Coalface: Countries around the world are finding ways to assist coal workers transition into other jobs. (Vincent Mundy/Bloomberg/Getty Images)
Climate envoys from the UK, US, France, Germany and the EU are in South Africa to discuss a possible coal retirement plan.
Eskom is scrambling to find the finance needed to transition away from coal with global finance facilities making climate change policy part of their concessional loan conditions.
On Monday, the African Development Bank (AfDB) said that it had met with US climate envoy John Kerry to discuss Africa’s climate emergency, preparations for the 26th Conference of the Parties (COP26) and how the US can help close the annual $27-billion climate finance gap for Africa.
US President Joseph Biden has doubled the US government’s contribution to climate finance to $11.4-billion a year by 2024 while the AfDB has doubled its own climate finance to $25-billion by 2025.
“It is time to move from billions to trillions of dollars of investments in climate financing to build Africa’s resilience,and the private sector must play a much larger role,” said AfDB president Dr Akinwumi Adesina.
Kerry’s deputy, Jonathan Pershing arrived for a 10–day African tour on Tuesday and is set to visit South Africa, Namibia, the Democratic Republic of the Congo and Senegal to “meet with national and African Union counterparts, civil society, private sector, and other representatives of donor countries and financial institutions on efforts to address the climate crisis and raise global climate ambition ahead of COP26,” among other things.
Meanwhile President Cyril Ramaphosa’s climate commission is holding hearings into the country’s energy transition.

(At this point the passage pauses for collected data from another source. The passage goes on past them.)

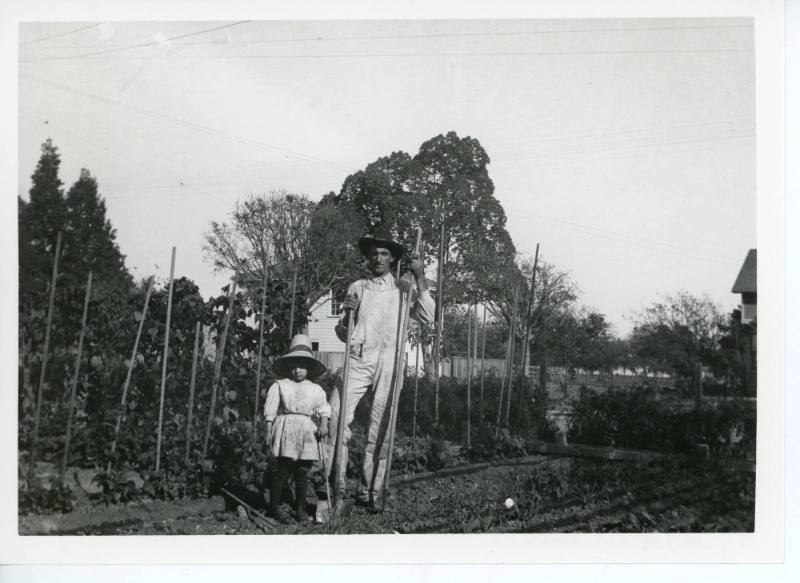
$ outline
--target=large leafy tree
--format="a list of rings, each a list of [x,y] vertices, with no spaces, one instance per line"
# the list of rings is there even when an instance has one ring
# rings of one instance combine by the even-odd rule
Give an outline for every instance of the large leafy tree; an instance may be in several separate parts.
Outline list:
[[[426,260],[445,265],[445,303],[482,301],[486,284],[516,252],[488,164],[478,140],[448,132],[424,142],[413,158],[393,152],[348,176],[336,201],[354,207],[368,230],[388,229],[407,249],[420,227]]]
[[[296,274],[299,323],[320,298],[331,290],[341,294],[360,273],[356,241],[363,231],[353,207],[335,204],[332,196],[314,203],[303,195],[272,191],[237,203],[229,221],[213,221],[204,248],[215,269],[238,270],[252,290],[261,288],[268,269],[269,279],[283,284],[270,289],[287,303]]]
[[[668,370],[702,397],[702,368],[718,358],[723,318],[708,297],[680,291],[665,295],[636,316],[631,344],[652,368]]]

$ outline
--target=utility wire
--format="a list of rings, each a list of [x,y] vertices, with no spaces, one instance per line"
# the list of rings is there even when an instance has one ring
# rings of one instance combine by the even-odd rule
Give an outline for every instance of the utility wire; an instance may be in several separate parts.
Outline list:
[[[45,40],[50,40],[51,38],[59,38],[59,37],[62,37],[62,36],[67,36],[69,34],[75,34],[77,32],[83,32],[84,30],[89,30],[90,28],[94,28],[95,26],[100,26],[100,24],[99,23],[90,24],[89,26],[83,26],[81,28],[76,28],[75,30],[70,30],[68,32],[61,32],[59,34],[51,34],[50,36],[43,36],[41,38],[36,38],[36,39],[33,39],[33,40],[25,41],[24,43],[20,43],[20,46],[24,47],[24,46],[32,45],[33,43],[38,43],[38,42],[42,42],[42,41],[45,41]]]
[[[277,44],[277,43],[305,43],[305,42],[342,42],[342,41],[371,41],[371,40],[411,40],[426,38],[475,38],[475,37],[494,37],[494,36],[538,36],[549,34],[573,34],[573,33],[595,33],[595,32],[652,32],[652,31],[684,31],[684,30],[713,30],[713,29],[735,29],[752,28],[752,24],[727,24],[709,26],[647,26],[636,28],[576,28],[564,30],[523,30],[523,31],[500,31],[500,32],[452,32],[452,33],[424,33],[424,34],[396,34],[396,35],[365,35],[365,36],[338,36],[338,37],[301,37],[301,38],[270,38],[253,40],[228,40],[226,45],[253,45],[253,44]],[[208,45],[217,44],[214,41],[191,41],[186,43],[176,43],[178,45]],[[56,48],[92,48],[90,45],[62,45]]]
[[[601,229],[599,227],[593,227],[591,225],[585,225],[581,223],[575,223],[572,221],[567,221],[565,219],[560,219],[557,217],[551,217],[547,215],[542,215],[539,213],[535,213],[532,211],[526,211],[519,208],[514,207],[505,207],[506,212],[511,215],[516,215],[518,218],[525,219],[525,218],[535,218],[540,220],[541,222],[548,223],[552,226],[566,228],[570,230],[576,230],[578,232],[582,232],[587,235],[594,235],[597,237],[616,240],[623,243],[629,243],[632,245],[639,245],[641,247],[649,247],[652,249],[657,249],[660,251],[667,251],[667,252],[674,252],[682,255],[689,255],[695,256],[698,258],[704,259],[716,259],[716,260],[726,260],[726,261],[739,261],[740,258],[731,257],[729,255],[720,255],[717,253],[710,253],[707,251],[702,251],[698,249],[691,249],[688,247],[681,247],[678,245],[672,245],[671,243],[663,243],[658,241],[649,241],[647,239],[640,239],[637,237],[632,237],[631,235],[620,233],[619,231],[612,231],[609,229]]]
[[[27,63],[27,62],[37,61],[37,60],[82,59],[84,57],[92,57],[94,55],[105,55],[105,54],[109,54],[109,53],[119,53],[119,52],[122,52],[122,51],[130,51],[130,50],[133,50],[133,49],[140,49],[140,48],[144,48],[144,47],[157,46],[157,45],[161,45],[161,44],[163,44],[165,42],[171,42],[171,41],[174,41],[174,40],[177,40],[177,39],[187,38],[187,37],[190,37],[190,36],[197,36],[199,34],[207,34],[209,32],[215,32],[217,30],[222,30],[224,28],[230,28],[232,26],[239,26],[240,24],[245,24],[247,22],[251,22],[251,21],[250,20],[240,20],[238,22],[232,22],[232,23],[228,23],[228,24],[223,24],[221,26],[215,26],[213,28],[206,28],[206,29],[203,29],[203,30],[197,30],[195,32],[188,32],[186,34],[179,34],[177,36],[172,36],[172,37],[169,37],[169,38],[166,38],[166,39],[163,39],[163,40],[155,40],[155,41],[150,41],[150,42],[146,42],[146,43],[138,43],[138,44],[128,45],[128,46],[124,46],[124,47],[115,47],[115,48],[106,49],[106,50],[102,50],[102,51],[94,51],[94,52],[91,52],[91,53],[83,53],[83,54],[80,54],[80,55],[63,56],[63,57],[49,57],[47,59],[22,60],[20,62]]]
[[[164,113],[161,113],[161,112],[152,111],[152,110],[145,109],[145,108],[142,108],[142,107],[138,107],[138,106],[135,106],[135,105],[130,105],[130,104],[122,102],[122,101],[116,101],[114,99],[109,99],[107,97],[102,97],[100,95],[95,95],[93,93],[87,93],[85,91],[81,91],[79,89],[75,89],[74,87],[69,87],[67,85],[61,85],[59,83],[53,83],[51,81],[47,81],[45,79],[40,79],[40,78],[35,77],[33,75],[27,75],[27,74],[21,73],[20,77],[22,77],[24,79],[28,79],[28,80],[34,81],[36,83],[41,83],[43,85],[47,85],[47,86],[50,86],[50,87],[53,87],[53,88],[56,88],[56,89],[60,89],[60,90],[65,91],[67,93],[72,93],[72,94],[79,95],[79,96],[87,98],[87,99],[91,99],[91,100],[94,100],[94,101],[99,101],[99,102],[105,103],[107,105],[114,105],[114,106],[117,106],[117,107],[123,107],[125,109],[129,109],[131,111],[135,111],[135,112],[140,113],[142,115],[146,115],[148,117],[165,120],[165,121],[168,121],[168,122],[173,123],[175,125],[179,125],[179,126],[182,126],[182,127],[185,127],[185,128],[189,128],[189,129],[193,129],[193,130],[196,130],[196,131],[200,131],[200,132],[203,132],[203,133],[206,133],[206,134],[210,134],[210,135],[213,135],[213,136],[216,136],[216,137],[222,137],[222,138],[226,138],[226,139],[229,139],[229,140],[233,140],[233,141],[238,142],[238,143],[243,144],[243,145],[255,146],[255,147],[258,147],[258,148],[261,148],[261,149],[265,149],[265,150],[269,150],[269,151],[272,151],[272,152],[278,152],[278,153],[281,153],[281,154],[286,155],[286,156],[292,156],[294,158],[298,158],[298,159],[304,160],[306,162],[312,162],[312,163],[315,163],[315,164],[319,164],[321,166],[327,166],[329,168],[334,168],[334,169],[337,169],[337,170],[345,170],[345,171],[348,171],[348,172],[351,170],[351,168],[349,166],[344,166],[342,164],[337,164],[336,162],[331,162],[329,160],[324,160],[322,158],[316,158],[316,157],[313,157],[313,156],[308,156],[308,155],[300,153],[300,152],[294,152],[294,151],[288,150],[286,148],[280,148],[278,146],[272,146],[270,144],[266,144],[266,143],[260,142],[258,140],[245,138],[245,137],[239,136],[237,134],[233,134],[233,133],[226,132],[226,131],[223,131],[223,130],[217,130],[217,129],[214,129],[214,128],[211,128],[211,127],[208,127],[208,126],[196,123],[196,122],[183,120],[183,119],[176,118],[176,117],[173,117],[171,115],[167,115],[167,114],[164,114]]]
[[[148,45],[153,43],[148,43]],[[160,44],[156,42],[155,44]],[[148,46],[141,45],[141,46]],[[127,47],[124,50],[136,47]],[[41,57],[38,59],[22,59],[20,63],[39,63],[43,61],[64,61],[74,60],[102,52],[87,53],[84,55],[63,56],[63,57]],[[141,59],[164,59],[164,60],[211,60],[211,59],[361,59],[361,58],[424,58],[424,57],[553,57],[553,56],[606,56],[606,55],[681,55],[681,54],[710,54],[710,53],[753,53],[753,49],[641,49],[641,50],[619,50],[619,51],[528,51],[528,52],[432,52],[432,53],[339,53],[339,54],[313,54],[313,55],[176,55],[176,56],[128,56],[128,57],[97,57],[92,60],[141,60]]]

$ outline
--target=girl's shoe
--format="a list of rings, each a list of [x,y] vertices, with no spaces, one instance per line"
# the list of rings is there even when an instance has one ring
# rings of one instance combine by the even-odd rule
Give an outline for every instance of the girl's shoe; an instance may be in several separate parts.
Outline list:
[[[300,524],[305,524],[310,520],[308,517],[308,513],[306,512],[305,505],[297,508],[297,510],[295,511],[295,516],[297,516],[297,522],[299,522]]]
[[[272,517],[277,519],[281,524],[291,524],[292,517],[283,506],[278,506],[272,509]]]

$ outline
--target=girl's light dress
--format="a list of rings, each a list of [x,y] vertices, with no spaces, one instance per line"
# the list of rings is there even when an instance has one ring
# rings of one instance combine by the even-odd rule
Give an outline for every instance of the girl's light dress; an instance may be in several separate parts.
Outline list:
[[[274,422],[272,452],[293,460],[319,460],[317,425],[312,417],[330,416],[331,406],[318,384],[309,380],[276,381],[264,404],[264,417]]]

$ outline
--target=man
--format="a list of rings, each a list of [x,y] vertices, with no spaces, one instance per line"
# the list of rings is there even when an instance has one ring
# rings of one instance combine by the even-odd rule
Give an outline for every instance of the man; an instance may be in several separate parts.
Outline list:
[[[342,342],[350,344],[350,370],[347,383],[347,403],[345,406],[345,427],[343,428],[342,459],[340,474],[337,476],[339,492],[345,492],[347,467],[347,443],[350,439],[350,424],[353,422],[356,405],[367,392],[372,390],[372,409],[367,426],[367,443],[364,451],[364,464],[361,468],[361,483],[356,502],[376,508],[383,486],[388,454],[388,429],[391,411],[392,385],[395,377],[397,332],[401,318],[401,297],[411,282],[396,279],[392,273],[392,263],[403,256],[403,248],[385,233],[372,237],[362,237],[358,241],[361,253],[366,257],[368,277],[354,282],[347,291],[342,303],[344,316],[336,326],[336,335]],[[416,290],[412,287],[411,317],[421,323],[434,319],[435,305],[428,292],[424,277],[423,263],[414,256],[408,264],[409,271],[416,280]],[[353,310],[353,330],[347,338],[347,311]],[[400,339],[405,347],[405,339]],[[339,431],[339,391],[331,397],[331,440]],[[330,459],[331,456],[329,456]],[[333,464],[328,464],[328,468]]]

In the commission’s first technical report on making South Africa’s transition “just”, the commission said its work will provide an evidence-based foundation for a new framework for a just transition.
“The review ultimately recommends that the just transition vision adopted for South Africa is one that builds on existing (and extensive) consultation processes, particularly those established by the National Planning Commission and for the Climate Change Bill, but with a greater emphasis on social justice and a clearly defined endpoint: net-zero carbon dioxide emissions by 2050,” the commission said.

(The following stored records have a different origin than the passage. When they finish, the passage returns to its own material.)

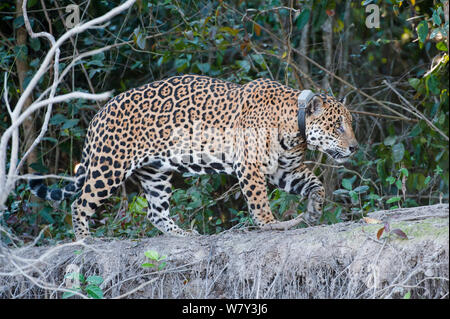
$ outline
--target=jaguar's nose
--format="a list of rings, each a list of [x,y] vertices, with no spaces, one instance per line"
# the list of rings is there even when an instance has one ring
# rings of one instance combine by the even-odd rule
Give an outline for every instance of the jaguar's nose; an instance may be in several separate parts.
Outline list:
[[[354,145],[350,145],[350,146],[348,147],[348,150],[349,150],[351,153],[355,153],[355,152],[358,150],[358,148],[359,148],[358,144],[354,144]]]

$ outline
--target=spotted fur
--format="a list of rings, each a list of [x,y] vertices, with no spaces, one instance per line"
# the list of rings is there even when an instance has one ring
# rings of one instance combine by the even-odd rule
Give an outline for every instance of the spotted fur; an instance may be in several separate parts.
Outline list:
[[[238,85],[205,76],[175,76],[131,89],[92,119],[75,182],[33,192],[72,204],[75,235],[89,235],[88,217],[130,176],[141,182],[150,222],[185,236],[169,216],[172,172],[234,174],[258,226],[275,223],[267,184],[309,199],[310,222],[320,216],[324,189],[303,164],[307,147],[343,161],[357,147],[349,111],[315,96],[306,108],[306,140],[297,124],[298,90],[267,79]]]

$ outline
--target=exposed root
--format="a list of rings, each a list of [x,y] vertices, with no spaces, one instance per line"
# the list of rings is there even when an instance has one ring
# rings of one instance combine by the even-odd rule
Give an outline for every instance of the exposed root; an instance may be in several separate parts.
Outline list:
[[[361,221],[283,232],[0,244],[0,298],[61,298],[74,269],[84,278],[101,276],[105,298],[448,298],[448,215],[448,204],[370,215],[389,220],[408,240],[377,239],[382,225]],[[142,267],[147,250],[167,256],[160,270]],[[71,298],[88,297],[81,290]]]
[[[302,216],[297,216],[294,219],[286,220],[284,222],[276,222],[267,224],[261,227],[261,230],[288,230],[300,224],[303,220]]]

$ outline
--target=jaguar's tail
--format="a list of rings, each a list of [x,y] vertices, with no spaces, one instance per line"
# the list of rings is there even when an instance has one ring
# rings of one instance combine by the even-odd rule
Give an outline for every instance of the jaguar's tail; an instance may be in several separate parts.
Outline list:
[[[69,182],[63,188],[49,188],[44,179],[31,179],[29,181],[31,192],[42,199],[61,201],[76,194],[84,185],[86,168],[81,164],[76,172],[75,181]]]
[[[89,133],[87,135],[87,137],[89,137]],[[31,192],[37,197],[50,201],[60,201],[78,193],[86,180],[87,168],[89,165],[89,153],[89,143],[85,143],[81,155],[81,163],[76,170],[75,180],[73,182],[67,183],[63,188],[49,188],[45,185],[44,179],[31,179],[29,181]]]
[[[89,146],[90,143],[88,142],[88,140],[90,138],[90,131],[88,131],[86,134],[86,142],[81,153],[81,163],[75,172],[75,180],[73,182],[67,183],[63,188],[49,188],[47,187],[47,185],[45,185],[44,179],[31,179],[28,183],[30,185],[31,192],[37,197],[50,201],[60,201],[78,193],[84,185],[89,167],[89,156],[91,148]]]

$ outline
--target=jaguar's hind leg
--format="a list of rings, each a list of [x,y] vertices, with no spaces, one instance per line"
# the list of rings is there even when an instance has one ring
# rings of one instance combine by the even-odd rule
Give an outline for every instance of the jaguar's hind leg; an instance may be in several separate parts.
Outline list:
[[[148,201],[147,217],[150,222],[164,234],[173,236],[188,236],[195,232],[182,230],[170,218],[170,196],[172,195],[171,172],[158,172],[142,168],[135,172],[139,178],[145,197]]]
[[[119,166],[119,165],[116,165]],[[88,237],[89,217],[125,180],[122,168],[102,170],[90,167],[80,197],[72,204],[72,225],[77,240]]]
[[[72,203],[72,227],[77,240],[90,236],[89,217],[95,213],[95,208],[83,206],[83,203],[86,202],[81,198]]]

It draws on the International Labour Organisation’s vision for a just energy transition which states that: “The transition, if planned in a just manner, is envisioned to present opportunities to attend to social objectives and be a net generator of decent and green jobs that substantially attend to poverty eradication and social inclusion.”
During hearings into the impact of the transition on the coal value chain, labour unions affiliated to Cosatu called for training and development for new forms of energy and to build a manufacturing sector that owns the process and is inclusive.
Commissioners meanwhile emphasised that avoiding the creation of “ghost towns” in the coal regions must be a common goal in the transition policy.
Dr. Neva Makgetla, from the research NGO Trade & Industrial Policy Strategies, noted that the governance arrangements for the coal value chain are, “fragmented adding to the challenges to creating sector wide change”.
Cabinet passed both the climate change bill and the country’s nationally determined contribution (NDC), an international, legally binding agreement between world leaders to act on climate change by stopping greenhouse gas emissions that are warming the panet.
The approved NDC is higher than previously tabled, following recommendations by the presidential climate change coordinating commission.
“South Africa’s plan places a much-needed emphasis on ensuring that everyone benefits in a shift to a more sustainable economy, especially the poorest and most vulnerable communities, while also ensuring a just transition for workers,” said Helen Mountford, vice president for climate and economics at the World Resources Institute.
The new target makes South Africa one of the few that is aligned to limiting global warming to 1.5°C.
New research from the University of Pretoria has found that South Africa is breaking more maximum temperature records than expected, with its climate “becoming more extreme”.